無地の旗 旧稿

にくきう

第一章 始祖の帰還

-1.十三年前

 人の気配のない空間。


 普段、ここは巨大な機器の整備に使われているのであろう。

 高い天井をもち、壁も床も金属板で作られた空間には、所々に重機や工具が配置されている。

 普段は活気がある場所なのだろう。


 しかし、今は空間の中央に巨木が鎮座するのみである。

 ワイヤーで固定された樹皮は金属の光沢を持ち、葉の類は一切ない。


 時折樹皮に光が流れる。


 この巨木に似た物体はただ静かに佇んでいた。



 暗闇の中で物体が発する光だけが、かろうじてその輪郭の形を世界に示している。


 どのくらい時間がたっただろう。
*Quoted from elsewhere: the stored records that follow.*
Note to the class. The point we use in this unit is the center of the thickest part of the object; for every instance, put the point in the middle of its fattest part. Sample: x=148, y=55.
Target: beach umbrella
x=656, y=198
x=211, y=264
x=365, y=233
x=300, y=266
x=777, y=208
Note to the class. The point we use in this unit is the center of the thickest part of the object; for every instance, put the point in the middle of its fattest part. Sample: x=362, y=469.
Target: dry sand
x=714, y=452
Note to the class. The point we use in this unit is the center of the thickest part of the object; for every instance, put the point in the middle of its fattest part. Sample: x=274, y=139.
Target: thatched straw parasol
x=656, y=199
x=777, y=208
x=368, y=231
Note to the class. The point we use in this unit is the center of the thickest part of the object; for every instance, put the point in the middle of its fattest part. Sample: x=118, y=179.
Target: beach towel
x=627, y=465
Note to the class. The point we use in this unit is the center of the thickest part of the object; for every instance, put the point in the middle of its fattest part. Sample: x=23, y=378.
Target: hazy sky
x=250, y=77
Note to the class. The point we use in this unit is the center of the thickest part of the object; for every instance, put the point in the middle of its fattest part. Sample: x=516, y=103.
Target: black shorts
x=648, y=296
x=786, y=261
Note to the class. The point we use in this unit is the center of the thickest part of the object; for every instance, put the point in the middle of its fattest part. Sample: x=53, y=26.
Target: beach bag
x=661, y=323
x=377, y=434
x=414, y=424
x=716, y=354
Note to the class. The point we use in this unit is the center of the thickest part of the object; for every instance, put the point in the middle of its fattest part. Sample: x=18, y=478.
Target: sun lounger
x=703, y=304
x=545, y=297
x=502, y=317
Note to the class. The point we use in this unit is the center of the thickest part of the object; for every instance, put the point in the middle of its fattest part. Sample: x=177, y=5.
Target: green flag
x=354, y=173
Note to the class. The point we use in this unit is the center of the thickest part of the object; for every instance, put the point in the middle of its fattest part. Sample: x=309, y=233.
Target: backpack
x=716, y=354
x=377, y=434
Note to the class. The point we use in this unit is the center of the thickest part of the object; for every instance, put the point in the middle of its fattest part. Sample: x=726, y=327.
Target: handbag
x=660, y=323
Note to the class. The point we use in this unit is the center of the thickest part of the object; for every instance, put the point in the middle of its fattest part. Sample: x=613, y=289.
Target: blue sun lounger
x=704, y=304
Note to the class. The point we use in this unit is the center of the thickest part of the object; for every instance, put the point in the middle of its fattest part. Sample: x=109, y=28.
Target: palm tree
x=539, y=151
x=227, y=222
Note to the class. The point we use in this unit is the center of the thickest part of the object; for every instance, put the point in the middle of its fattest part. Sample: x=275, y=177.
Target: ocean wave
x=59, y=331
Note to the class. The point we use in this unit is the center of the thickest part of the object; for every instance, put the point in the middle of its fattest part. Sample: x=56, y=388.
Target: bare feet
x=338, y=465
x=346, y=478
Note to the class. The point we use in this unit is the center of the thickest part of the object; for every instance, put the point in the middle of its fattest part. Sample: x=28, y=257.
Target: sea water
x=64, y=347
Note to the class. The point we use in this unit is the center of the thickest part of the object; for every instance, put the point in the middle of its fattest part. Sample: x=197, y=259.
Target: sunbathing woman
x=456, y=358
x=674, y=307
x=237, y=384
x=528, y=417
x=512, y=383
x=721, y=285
外の明りにより、闇が二つに割れた。

 そして、光の中に長い影を落として二人の人物が現る。


「ワリィな、エッジ。 今回のはチョイと厄介な積み荷でな。 向こうに渡す前にお前にも見せときたいんだわ」


 口を開いた男の琥珀色の瞳は鋭く、くすんだ金髪は後ろでおさげでまとめられている。

 彼は体格にも恵まれており、隣の男より頭一つ分大きい。

 精悍な造りの顔なのだが、男のしぐさには軽薄な雰囲気が漂い、身に着けている衣服がうさん臭さをさらに強調している。
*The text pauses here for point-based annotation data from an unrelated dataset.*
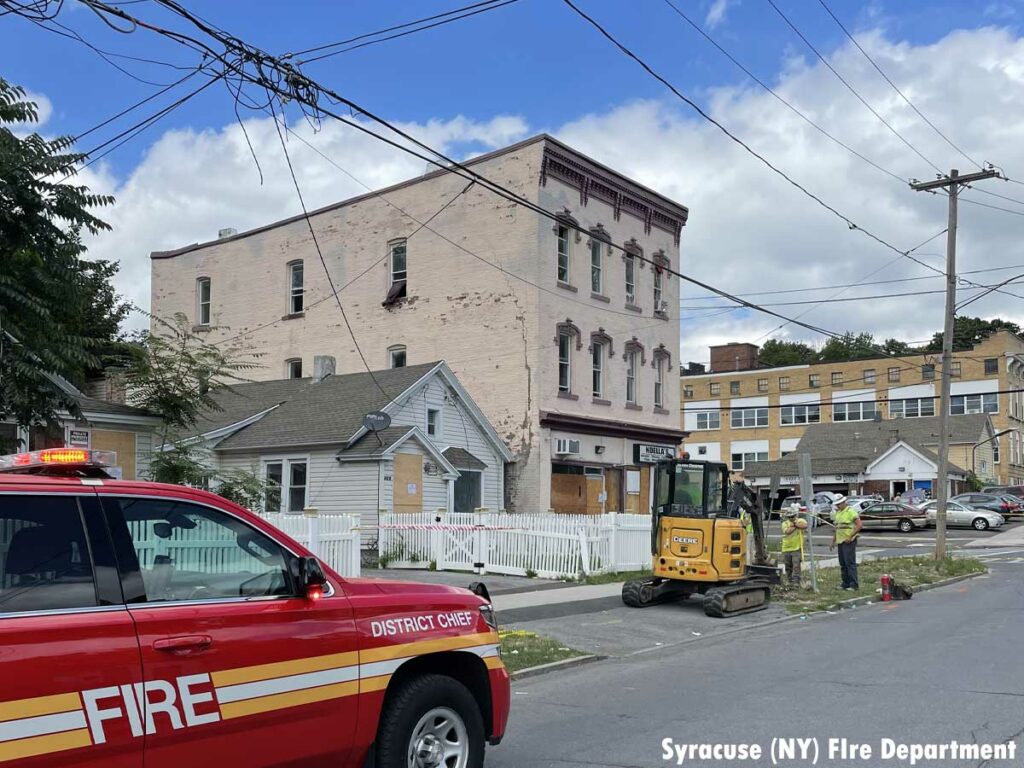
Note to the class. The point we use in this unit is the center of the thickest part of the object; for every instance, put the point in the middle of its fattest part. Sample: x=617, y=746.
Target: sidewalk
x=1013, y=538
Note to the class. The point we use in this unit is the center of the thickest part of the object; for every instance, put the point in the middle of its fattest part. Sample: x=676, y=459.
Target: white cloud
x=716, y=13
x=749, y=230
x=192, y=183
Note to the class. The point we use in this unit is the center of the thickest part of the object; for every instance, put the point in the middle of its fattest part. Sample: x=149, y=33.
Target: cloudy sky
x=534, y=66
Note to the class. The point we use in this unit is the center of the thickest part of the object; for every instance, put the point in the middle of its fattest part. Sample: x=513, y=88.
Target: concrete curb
x=852, y=603
x=869, y=599
x=564, y=664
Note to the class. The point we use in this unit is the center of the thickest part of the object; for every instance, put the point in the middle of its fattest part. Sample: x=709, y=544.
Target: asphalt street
x=943, y=666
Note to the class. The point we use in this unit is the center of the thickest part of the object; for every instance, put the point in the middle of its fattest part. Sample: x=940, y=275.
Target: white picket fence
x=547, y=545
x=334, y=539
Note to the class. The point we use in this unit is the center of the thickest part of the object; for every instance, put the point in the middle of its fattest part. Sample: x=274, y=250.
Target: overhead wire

 派手なアロハシャツとカーゴパンツで身を包み、カラコロと下駄を鳴らす男が相方に訊ねた。


「これこれ、何だと思う?」


 エッジと呼ばれた黒い髪に赤い瞳の男は、大男が指し示す位置を確認する。

 それは樹状の物体の幹にあたる部分、ジンバの顔より少し高い位置にあった。


「……顔……じゃないのか?」


 そこには、少年の顔が半ば埋もれるようにして存在していた。

 樹木状の物質と同素材であろう金属のような質感からは生命の雰囲気を感じない。

 しかし、静かに眠るような表情は人工物であるとは思えない存在感を持っていた。


「だよなぁ。 本格的な解析はまだだけどサ、これ、お前のルーツに関係あるかもしれないぞ?」


 黒髪の男の眉間にしわが寄る。

 男のただでさえ近付き難い雰囲気がさらに強化された。


「顔が怖いぞ。 ただでさえお前の空気感って鋭いんだからサ、これ以上怖くしてどうすんだよ。 ほら、笑ってみ?」


「……結論を言え」


「コイツ、元は人間だったらしい。 お前、なんか知んねェ?」


「賢者の石がらみか?」




 倉庫内にアラームが鳴り響いた。


「話は後だ」言いながらエッジは既に走り出していた。


『ジンバ様、所属不明艦がジャンプアウトしてきました。 数は三。 現在、こちらの呼びかけに反応はありません』


 アラームに続いて柔らかな女性の声が状況を説明する。


 ジンバは大きく息を吐くと腕を回しながら、倉庫を後にした。





 円筒形を横にした空間の直径は二十五メートルほど。

 この空間の行き止まりの部分に円形の壁を背にしているジンバ。


 足元には長さ五メートルほどの板状の物体が置かれており、ジンバはその上に立った状態で待機している。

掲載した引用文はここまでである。